“You can’t take me against my will.” I heard the daring sound in my voice, which was as dangerous as it was sexy. I backed away, taking two distinct steps.
“Watch me.”
“You’re crazy.”
“Some people do say I am.” He closed the distance, filthy desire oozing from every pore.
“I can’t be attracted to you.”
“Yet you are.”
“That’s not true.”
“You’re lying to yourself. I can smell your desire.” He circled me as if I was prey and for some reason, I was breathless from his actions.

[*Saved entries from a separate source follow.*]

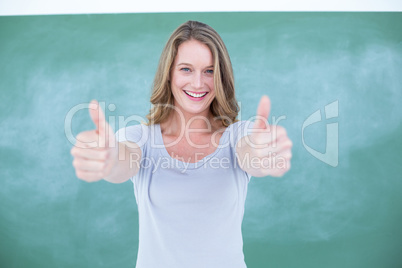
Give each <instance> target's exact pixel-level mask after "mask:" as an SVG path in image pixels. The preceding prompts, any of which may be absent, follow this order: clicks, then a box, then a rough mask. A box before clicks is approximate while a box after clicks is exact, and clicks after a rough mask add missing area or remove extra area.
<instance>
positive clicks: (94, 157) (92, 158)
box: [71, 146, 109, 161]
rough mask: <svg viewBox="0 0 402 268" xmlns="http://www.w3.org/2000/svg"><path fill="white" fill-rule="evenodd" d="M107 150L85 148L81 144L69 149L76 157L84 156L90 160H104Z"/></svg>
mask: <svg viewBox="0 0 402 268" xmlns="http://www.w3.org/2000/svg"><path fill="white" fill-rule="evenodd" d="M108 154H109V153H108V151H105V150H103V149H101V150H99V149H96V148H85V147H82V146H74V147H73V148H72V149H71V155H72V156H74V157H78V158H86V159H91V160H98V161H106V159H107V157H108Z"/></svg>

Swallowing hard, I could hear the rattle in my voice and it disgusted me. “You’re already involved.”
“No, I’m not.”
“You’re lying.”
“I never lie. Now, either you walk out that door with me or I’ll carry you out. It’s entirely up to you.”
I was swooning from the look on his face alone, the possessive side of him a completely turn-on. I should hate him, refusing to go with him, even tossing him out of my classroom. Instead, what did I do?
I obeyed him.
CHAPTER 7
Grant
I’d spanked her.
I’d brought my hand down on her naked bottom in the middle of a classroom and I’d issued corporal punishment.
I’d told her that I would take her as captive if necessary.
And I’d liked it.
Hell, I’d almost dragged her into one of the school bathrooms, making good on my warning that she needed her mouth washed out with soap. In truth, she did. Kerri was as infuriating as she was beautiful.
What in God’s name was wrong with me?
All I could think about was ripping off her clothes, basking in the beauty of her naked body before doing sinful things to her, thrusting my cock into every hole. I wanted to capture and cage her, introducing her to my darkest carnal needs.
I could barely keep my eyes on the road, desire tearing through me. My reaction was so unusual that I’d had blue balls since the awards show. She’d worn her hair down, her long raven curls adding softness to her sculpted face and high cheekbones. She had an unassuming air about her, although I sensed she was struggling. But the way she talked about her students had captured my attention immediately. I’d heard the speech she’d made to the kid playing the piano.
I’d felt the same thing about her, hoping that her talent was heard. I’d already made more than one mental note to find out what the hell was going on with the broken system. If I could help with time, influence, or money, then so be it.
Kerri was one tough cookie. I wondered even more why she wasn’t playing for an orchestra. There was no doubt she was extremely talented. Maybe that’s not what she wanted but I intended on finding out.
The woman was also as infuriating as she was exciting. It was perfectly clear she couldn’t stand me, which was obviously for two reasons. One I could fix easily. The second would be more difficult. She’d tried to tell me that she couldn’t leave, but I’d found out as much as I could about her that morning, which was very little. At least I’d learned about the teacher workday.
Now another round of filthy thoughts was replacing anything rational. However, what she’d said in the classroom had bothered the hell out of me. Where had all the money gone that I’d helped build over the last two years? Wasn’t Harry Carver High exactly the kind of school that could benefit most from the millions in funding?
Since I was on the board of directors, I made a mental note to request the latest financials. I couldn’t remember the last time they’d been offered but they hadn’t been made available for the last meeting two months before. I knew better. For God’s sake, I went over the financials for my club with a fine-tooth comb. What was wrong with me?
Exhaling, the close proximity was keeping my cock at full attention. All she needed to do was look down at my lap and she’d probably try to escape the vehicle. However, ignoring what I wanted would be difficult to control.